The Java style iterators lack the ability to store position independently. You will either
lose O(1) space, using (for example) an array of size M to store history as you iterate
will need to traverse the list N times, making O(N^2+N*M) time
or use a concrete Array type with GetAt member function, losing genericism and the ability to use linked list container types.

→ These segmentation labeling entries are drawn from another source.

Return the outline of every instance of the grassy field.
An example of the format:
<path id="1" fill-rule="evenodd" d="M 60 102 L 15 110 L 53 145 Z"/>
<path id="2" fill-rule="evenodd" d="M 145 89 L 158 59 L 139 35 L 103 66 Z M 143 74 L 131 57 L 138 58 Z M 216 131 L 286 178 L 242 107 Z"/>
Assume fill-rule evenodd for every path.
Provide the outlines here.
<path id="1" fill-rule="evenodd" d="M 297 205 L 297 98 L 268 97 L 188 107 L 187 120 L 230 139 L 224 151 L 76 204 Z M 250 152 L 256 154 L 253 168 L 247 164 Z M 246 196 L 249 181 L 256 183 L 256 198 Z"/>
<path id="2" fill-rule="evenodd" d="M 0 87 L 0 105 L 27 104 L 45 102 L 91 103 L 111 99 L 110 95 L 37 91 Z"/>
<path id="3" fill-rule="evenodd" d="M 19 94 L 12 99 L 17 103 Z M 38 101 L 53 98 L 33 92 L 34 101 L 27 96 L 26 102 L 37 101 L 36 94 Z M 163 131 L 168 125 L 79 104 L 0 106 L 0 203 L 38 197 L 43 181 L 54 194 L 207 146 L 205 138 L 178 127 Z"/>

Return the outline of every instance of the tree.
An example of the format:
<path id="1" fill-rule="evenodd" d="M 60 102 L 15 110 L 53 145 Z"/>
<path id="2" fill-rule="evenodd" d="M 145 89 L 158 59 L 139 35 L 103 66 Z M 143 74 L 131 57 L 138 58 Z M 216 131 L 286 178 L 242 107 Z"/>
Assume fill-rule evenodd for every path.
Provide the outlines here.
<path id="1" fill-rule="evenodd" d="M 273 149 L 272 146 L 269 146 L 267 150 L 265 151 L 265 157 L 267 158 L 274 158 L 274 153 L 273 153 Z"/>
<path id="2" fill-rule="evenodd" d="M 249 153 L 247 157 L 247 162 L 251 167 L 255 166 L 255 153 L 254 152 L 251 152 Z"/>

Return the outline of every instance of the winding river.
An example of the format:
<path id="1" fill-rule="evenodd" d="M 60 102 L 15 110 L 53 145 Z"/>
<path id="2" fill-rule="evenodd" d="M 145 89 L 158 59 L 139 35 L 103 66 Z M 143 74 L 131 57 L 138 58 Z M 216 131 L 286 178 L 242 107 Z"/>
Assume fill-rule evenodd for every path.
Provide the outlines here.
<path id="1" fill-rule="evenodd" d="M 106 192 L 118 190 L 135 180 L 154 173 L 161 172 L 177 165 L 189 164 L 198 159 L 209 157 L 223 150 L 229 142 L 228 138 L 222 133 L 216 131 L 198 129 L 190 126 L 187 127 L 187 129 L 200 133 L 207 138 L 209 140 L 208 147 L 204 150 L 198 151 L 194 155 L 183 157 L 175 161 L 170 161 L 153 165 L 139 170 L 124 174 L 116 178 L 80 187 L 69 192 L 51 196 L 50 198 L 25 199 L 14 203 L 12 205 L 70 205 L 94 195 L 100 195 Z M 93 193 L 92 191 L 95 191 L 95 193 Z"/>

Since only forward iteration mechanics were used in this example, i was able to swap in a list with no problems. This is critical to authoring generic algorithms, such as search, delayed initialization and evaluation, sorting, etc.
The inability to retain state corresponds most closely to the C++ STL input iterator, on which very few algorithms are built.
A pointer to an array element is indeed an iterator into the array.
As you say, in Java, an iterator has more knowledge of the underlying container than in C++. C++ iterators are general, and a pair of iterators can denote any range: this can be a sub-range of a container, a range over multiple containers (see http://www.justsoftwaresolutions.co.uk/articles/pair_iterators.pdf or http://www.boost.org/doc/libs/1_36_0/libs/iterator/doc/zip_iterator.html) or even a range of numbers (see http://www.boost.org/doc/libs/1_36_0/libs/iterator/doc/counting_iterator.html)
The iterator categories identify what you can and can't do with a given iterator.
To me the fundamental difference is that Java Iterators point between items, whereas C++ STL iterators point at items.
C++ iterators are a generalization of the pointer concept; they make it applicable to a wider range of situations. It means that they can be used to do such things as define arbitrary ranges.
Java iterators are relatively dumb enumerators (though not so bad as C#'s; at least Java has ListIterator and can be used to mutate the collection).
There are plenty of good answers about the differences, but I felt the thing that annoys me the most with Java iterators wasn't emphasized--You can't read the current value multiple times. This is really useful in a lot of scenarios, especially when you are merging iterators.
In c++, you have a method to advance the iterator and to read the current value. Reading its value doesn't advance the iteration; so you can read it multiple times. This is not possible with Java iterators, and I end up creating wrappers that do this.
A side note: one easy way to create a wrapper is to use an existing one--PeekingIterator from Guava.
Iterators are only equivalent to pointers in the trivial case of iterating over the contents of an array in sequence. An iterator could be supplying objects from any number of other sources: from a database, from a file, from the network, from some other calculation, etc.
C++ library (the part formerly known as STL) iterators are designed to be compatible with pointers. Java, without pointer arithmetic, had the freedom to be more programmer-friendly.
In C++ you end up having to use a pair of iterators. In Java you either use an iterator or a collection. Iterators are supposed to be the glue between algorithm and data structure. Code written for 1.5+ rarely need mention iterators, unless it is implementing a particular algorithm or data structure (which the vary majority of programmers have no need to do). As Java goes for dynamic polymorphism subsets and the like are much easier to handle.